You're delving into sheer speculation. Exactly what went wrong at their meeting is not known, many stories about it have circulated, the NDA thing is just one of them.
Kildall was not some ignorant yokel from the backwoods. Besides, titans of the computer industry do deals with yokels all the time.
In fact, Kildall did later make a deal with IBM to sell an IBM branded CPM/86 for the PC. Consumers had a choice between IBM PC-DOS, and IBM CPM/86. The former was $40, the latter $240. People (like me) chose the cheaper one, because nobody could explain what was better about CPM/86. And the rest is history.
You are absolutely right about speculation. But so is the assumption that it all did not matter at all and the WIndows dominance would have happened in just the same way had Gates been a farmboy (I'm exaggerating a bit, you never claimed that). But in dubio pro reo is not applicable, since nobody is accused: it's not a crime to get along better with some group than someone else.

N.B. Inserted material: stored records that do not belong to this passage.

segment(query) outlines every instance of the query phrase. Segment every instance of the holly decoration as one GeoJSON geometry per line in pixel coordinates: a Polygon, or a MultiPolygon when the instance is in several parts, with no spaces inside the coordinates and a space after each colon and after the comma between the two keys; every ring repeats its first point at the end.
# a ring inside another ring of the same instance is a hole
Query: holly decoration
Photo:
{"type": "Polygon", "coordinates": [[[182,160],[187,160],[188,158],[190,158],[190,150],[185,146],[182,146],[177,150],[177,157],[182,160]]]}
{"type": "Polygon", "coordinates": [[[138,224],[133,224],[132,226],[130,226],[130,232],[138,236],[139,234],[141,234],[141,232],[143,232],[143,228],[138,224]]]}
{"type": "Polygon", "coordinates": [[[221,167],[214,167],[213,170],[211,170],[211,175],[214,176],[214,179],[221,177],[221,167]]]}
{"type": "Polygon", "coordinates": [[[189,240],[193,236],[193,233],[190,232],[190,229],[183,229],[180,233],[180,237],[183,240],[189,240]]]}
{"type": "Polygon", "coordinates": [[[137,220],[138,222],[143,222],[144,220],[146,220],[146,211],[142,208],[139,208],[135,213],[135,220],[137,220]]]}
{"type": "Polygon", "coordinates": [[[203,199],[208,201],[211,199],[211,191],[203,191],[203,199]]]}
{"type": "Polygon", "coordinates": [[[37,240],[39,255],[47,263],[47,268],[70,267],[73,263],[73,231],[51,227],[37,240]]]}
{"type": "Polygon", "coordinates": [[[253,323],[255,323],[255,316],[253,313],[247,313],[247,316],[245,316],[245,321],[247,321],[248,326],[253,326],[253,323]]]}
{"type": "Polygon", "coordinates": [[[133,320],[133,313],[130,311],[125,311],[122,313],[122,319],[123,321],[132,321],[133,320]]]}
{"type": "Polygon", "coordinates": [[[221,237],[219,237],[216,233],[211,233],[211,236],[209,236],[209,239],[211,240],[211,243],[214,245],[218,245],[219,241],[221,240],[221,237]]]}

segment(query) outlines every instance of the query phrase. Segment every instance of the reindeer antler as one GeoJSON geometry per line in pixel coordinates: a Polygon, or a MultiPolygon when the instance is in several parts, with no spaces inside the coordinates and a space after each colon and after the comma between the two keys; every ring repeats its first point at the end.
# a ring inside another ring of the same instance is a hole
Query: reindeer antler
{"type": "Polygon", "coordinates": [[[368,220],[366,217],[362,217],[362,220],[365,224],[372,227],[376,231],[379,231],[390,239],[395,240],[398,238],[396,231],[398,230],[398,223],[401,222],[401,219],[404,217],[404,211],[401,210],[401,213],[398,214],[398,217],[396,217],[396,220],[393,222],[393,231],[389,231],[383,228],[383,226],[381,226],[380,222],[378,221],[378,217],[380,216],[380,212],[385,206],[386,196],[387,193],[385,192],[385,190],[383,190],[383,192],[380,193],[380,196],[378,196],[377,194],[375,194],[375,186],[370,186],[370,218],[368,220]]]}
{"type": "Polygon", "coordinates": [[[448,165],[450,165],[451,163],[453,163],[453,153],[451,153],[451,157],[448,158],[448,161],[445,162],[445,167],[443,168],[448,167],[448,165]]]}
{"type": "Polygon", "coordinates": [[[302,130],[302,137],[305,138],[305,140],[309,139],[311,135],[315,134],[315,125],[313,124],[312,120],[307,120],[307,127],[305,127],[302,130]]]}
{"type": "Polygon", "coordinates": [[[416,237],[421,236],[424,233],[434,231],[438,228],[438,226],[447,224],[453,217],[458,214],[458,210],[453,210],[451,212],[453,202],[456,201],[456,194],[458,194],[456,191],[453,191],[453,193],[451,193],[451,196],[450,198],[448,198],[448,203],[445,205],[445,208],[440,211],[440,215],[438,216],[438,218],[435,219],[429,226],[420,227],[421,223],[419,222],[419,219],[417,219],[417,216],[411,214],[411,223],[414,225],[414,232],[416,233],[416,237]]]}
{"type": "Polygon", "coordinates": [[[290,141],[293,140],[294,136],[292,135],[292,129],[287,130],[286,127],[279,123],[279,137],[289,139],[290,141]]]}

Maybe that is the misunderstanding that kept this discussion alive for so long: I'm not trying to privilege-shame anyone, just questioning the claim that it did not make a difference at all. (Actually I think that privilege-shaming is a really stupid concept, it won't ever achieve more than make its targets bitter or cynical, if it has an effect at all. It's not wrong to take an opportunity, just don't force it through improper means)
Kildall was not some ignorant yokel from the backwoods. Besides, titans of the computer industry do deals with yokels all the time.
In fact, Kildall did later make a deal with IBM to sell an IBM branded CPM/86 for the PC. Consumers had a choice between IBM PC-DOS, and IBM CPM/86. The former was $40, the latter $240. People (like me) chose the cheaper one, because nobody could explain what was better about CPM/86. And the rest is history.